Sua doença não teve dó. O dilacerou de dentro para fora sem pena. Mesmo que nos seus últimos dias, os seus olhos suplicassem para ficar, nós sabíamos que ele iria partir. Em menos de um mês que ele se foi da fazenda, as coisas pioraram.

Partiria com o perdão entre ele e o pai, partiria com o perdão da nossa família e mesmo assim, ele insistia em pedir perdão a Deus. Por desperdiçar o presente lhe dado e por tirar a vida de um filho. Philipe tinha um ótimo e doce coração, e foi uma pena ele descobrir isso nos seus últimos momentos de vida. 

Mesmo que ele tivesse tomado os malditos remédios, sua vida tinha um prazo de validade. Não adiantaria, apenas o torturaria com a ideia de que talvez, ele ficasse.

Só Deus sabe o quanto me rasga a esperança de que ele pudesse ficar. Sinto-me pequena, fraca e atacada. 

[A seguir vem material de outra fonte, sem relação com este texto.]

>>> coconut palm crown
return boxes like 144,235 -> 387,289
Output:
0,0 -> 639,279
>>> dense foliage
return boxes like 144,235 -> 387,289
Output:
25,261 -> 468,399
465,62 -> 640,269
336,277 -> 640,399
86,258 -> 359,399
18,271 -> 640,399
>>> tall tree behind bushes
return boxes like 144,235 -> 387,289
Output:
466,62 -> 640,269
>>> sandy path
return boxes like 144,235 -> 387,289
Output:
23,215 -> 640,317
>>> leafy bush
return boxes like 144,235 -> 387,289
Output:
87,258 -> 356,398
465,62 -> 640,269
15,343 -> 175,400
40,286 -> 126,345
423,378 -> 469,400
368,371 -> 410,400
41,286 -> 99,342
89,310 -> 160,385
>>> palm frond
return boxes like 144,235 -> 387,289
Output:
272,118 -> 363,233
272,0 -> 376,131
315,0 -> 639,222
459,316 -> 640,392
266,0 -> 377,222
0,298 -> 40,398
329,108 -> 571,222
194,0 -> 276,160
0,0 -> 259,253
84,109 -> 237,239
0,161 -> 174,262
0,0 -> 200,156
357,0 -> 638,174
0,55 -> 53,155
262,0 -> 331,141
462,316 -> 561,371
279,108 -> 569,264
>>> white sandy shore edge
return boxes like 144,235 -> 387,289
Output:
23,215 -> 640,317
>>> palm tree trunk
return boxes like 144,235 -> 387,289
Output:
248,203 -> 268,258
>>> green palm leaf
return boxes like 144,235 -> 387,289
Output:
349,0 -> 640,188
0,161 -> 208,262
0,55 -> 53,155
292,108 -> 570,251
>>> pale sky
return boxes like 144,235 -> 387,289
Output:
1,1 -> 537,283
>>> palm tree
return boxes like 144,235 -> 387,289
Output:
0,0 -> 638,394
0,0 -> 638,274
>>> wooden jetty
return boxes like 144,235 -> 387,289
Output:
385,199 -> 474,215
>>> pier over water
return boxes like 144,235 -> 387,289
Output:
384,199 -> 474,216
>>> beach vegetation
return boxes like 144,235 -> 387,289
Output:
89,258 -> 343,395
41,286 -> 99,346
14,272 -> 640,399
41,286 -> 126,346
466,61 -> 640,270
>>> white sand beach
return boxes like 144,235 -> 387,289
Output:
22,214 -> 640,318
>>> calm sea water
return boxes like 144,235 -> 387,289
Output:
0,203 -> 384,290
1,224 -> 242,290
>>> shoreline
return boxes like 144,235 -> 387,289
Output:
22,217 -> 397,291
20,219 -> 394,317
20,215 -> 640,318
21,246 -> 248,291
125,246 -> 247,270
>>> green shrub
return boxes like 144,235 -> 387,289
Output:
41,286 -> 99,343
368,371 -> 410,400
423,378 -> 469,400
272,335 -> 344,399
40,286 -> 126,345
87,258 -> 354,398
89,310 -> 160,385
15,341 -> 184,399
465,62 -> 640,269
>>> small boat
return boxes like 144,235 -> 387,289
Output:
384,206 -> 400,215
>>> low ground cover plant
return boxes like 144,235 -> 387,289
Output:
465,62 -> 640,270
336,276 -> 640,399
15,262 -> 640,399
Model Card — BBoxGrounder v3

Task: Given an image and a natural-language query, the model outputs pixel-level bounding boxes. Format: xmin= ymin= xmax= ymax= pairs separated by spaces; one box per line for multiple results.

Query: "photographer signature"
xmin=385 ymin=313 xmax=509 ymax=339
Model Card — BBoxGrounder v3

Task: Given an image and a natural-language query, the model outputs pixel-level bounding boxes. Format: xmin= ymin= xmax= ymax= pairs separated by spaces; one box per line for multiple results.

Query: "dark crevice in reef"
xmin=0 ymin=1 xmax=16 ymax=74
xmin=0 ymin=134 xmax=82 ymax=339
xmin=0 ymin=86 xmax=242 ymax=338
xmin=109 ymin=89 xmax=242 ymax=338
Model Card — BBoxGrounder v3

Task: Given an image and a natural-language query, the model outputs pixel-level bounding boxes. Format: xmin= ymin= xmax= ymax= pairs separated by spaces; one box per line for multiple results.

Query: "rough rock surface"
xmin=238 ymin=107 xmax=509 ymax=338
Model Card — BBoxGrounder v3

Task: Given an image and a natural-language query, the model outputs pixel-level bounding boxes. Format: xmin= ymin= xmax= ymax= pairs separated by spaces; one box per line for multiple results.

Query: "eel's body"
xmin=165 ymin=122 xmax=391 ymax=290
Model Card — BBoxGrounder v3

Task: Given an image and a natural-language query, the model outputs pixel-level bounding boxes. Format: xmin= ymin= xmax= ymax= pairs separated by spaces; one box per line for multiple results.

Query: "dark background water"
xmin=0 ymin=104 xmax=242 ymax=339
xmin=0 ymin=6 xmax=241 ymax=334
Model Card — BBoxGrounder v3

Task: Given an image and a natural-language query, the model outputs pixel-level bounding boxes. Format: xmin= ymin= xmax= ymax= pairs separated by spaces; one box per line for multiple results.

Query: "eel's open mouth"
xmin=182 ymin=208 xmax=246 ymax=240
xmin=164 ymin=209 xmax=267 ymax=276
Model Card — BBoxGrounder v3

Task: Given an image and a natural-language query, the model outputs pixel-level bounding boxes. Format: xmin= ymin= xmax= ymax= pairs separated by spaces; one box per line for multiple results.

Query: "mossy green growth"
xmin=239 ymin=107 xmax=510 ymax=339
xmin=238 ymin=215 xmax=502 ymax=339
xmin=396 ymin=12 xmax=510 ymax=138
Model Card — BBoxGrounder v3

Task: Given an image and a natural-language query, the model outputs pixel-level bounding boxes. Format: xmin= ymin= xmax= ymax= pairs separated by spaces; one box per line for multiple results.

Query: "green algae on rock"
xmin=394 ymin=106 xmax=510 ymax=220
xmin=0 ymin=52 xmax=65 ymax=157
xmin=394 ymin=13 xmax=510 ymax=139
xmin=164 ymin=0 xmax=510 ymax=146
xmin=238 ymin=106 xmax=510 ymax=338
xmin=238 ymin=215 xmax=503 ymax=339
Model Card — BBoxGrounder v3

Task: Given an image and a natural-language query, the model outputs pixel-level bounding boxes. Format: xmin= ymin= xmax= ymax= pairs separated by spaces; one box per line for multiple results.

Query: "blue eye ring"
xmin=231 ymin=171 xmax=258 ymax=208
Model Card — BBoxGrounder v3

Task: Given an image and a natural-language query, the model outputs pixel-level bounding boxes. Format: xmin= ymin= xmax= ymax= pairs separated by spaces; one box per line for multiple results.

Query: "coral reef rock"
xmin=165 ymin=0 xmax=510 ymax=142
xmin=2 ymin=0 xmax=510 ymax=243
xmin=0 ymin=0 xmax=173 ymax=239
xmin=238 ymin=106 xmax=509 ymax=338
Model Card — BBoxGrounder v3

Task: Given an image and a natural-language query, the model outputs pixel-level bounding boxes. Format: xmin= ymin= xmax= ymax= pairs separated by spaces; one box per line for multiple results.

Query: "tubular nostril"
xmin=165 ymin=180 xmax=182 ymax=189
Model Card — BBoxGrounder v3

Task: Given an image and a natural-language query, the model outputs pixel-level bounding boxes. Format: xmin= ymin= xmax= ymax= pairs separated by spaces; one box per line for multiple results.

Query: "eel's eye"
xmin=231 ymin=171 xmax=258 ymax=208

Seus amigos sumiram, apenas Léo nos acompanhou e compartilhou risadas. Nos deu felicidade com suas piadas e histórias enquanto passávamos por uma tormenta. 

Deus, eu clamo, deixe-o ficar.

Não acho que não fui escutada, apenas acredito que tive sorte em conhece-lo. Conhece-lo verdadeiramente, entende? Conhecer a sua alma, seus medos e fraquezas. Eu o conheci por inteiro. 

Pablo comprou a fazenda de volta, e ofereceu o triplo pela qual foi vendida. Levamos Philipe lá, em sua cadeira de rodas, seu corpo magro e lábios ressecados. Foi a última vez que eu o vi sorrir, a última vez que seus olhos brilharam com tanta força. Louis vem trotando, um digno cavalo da realeza. Foi um fim de tarde incrível, do qual eu sentirei saudades pelo resto da vida.

Eu vi seu pai chorar sozinho, de joelhos na grama úmida, sem se importar com seu luxuoso terno estar lamacento. Ele abre os braços e levanta as mãos, seus ombros tremem assim como todo o seu corpo. Se um dia alguém me perguntasse o que é o desespero, eu lembraria dessa imagem. Em seguida, vejo sua testa encostar no chão e ele depositar sequências de socos na grama. Enfurecido, impossibilitado, impotente. incapaz de aceitar a atual situação do seu único filho. Ver um homem tão grande e poderoso chorar de joelhos, é forte pra cacete.

Vi Léo ajoelhar ao lado da cama do amigo hospitalizado, inconsciente e orar. Mesmo que ele fosse ateu.

Ver meus pais, lembrou-me do dia em que descobrimos sobre August. E não houve um dia do qual, mesmo sem forças e fôlego, Philipe beijava toda extensão do meu rosto enquanto me pedia perdão. 

Sua última conversa com meu pai, foi confusa pra mim, mas não pra eles. Falaram sobre ter aproveitado a vida, e enquanto uma lágrima rasgava o rosto do Phil, ele suspirou antes de dizer: Merda, velho. Eu não aproveitei nada.

Espero que onde quer que ele esteja, saiba que foi amado. E que o buraco que deixou em meu coração será eterno, contudo, fico em paz por poder ama-lo e ser amada por ele. 

Seu último pedido foi que eu conhecesse Leblon, que sentasse na areia e observava as ondas. Contou-me sobre a sua curiosidade e admiração nelas, e agora, enquanto enterro meus pés na areia morna do Leblon, observo as ondas se quebrando enquanto outras vem logo atrás. Ele poderia se achar insignificante, mas nesse mar imenso que é a vida, ele foi a onda mais linda que eu já vi.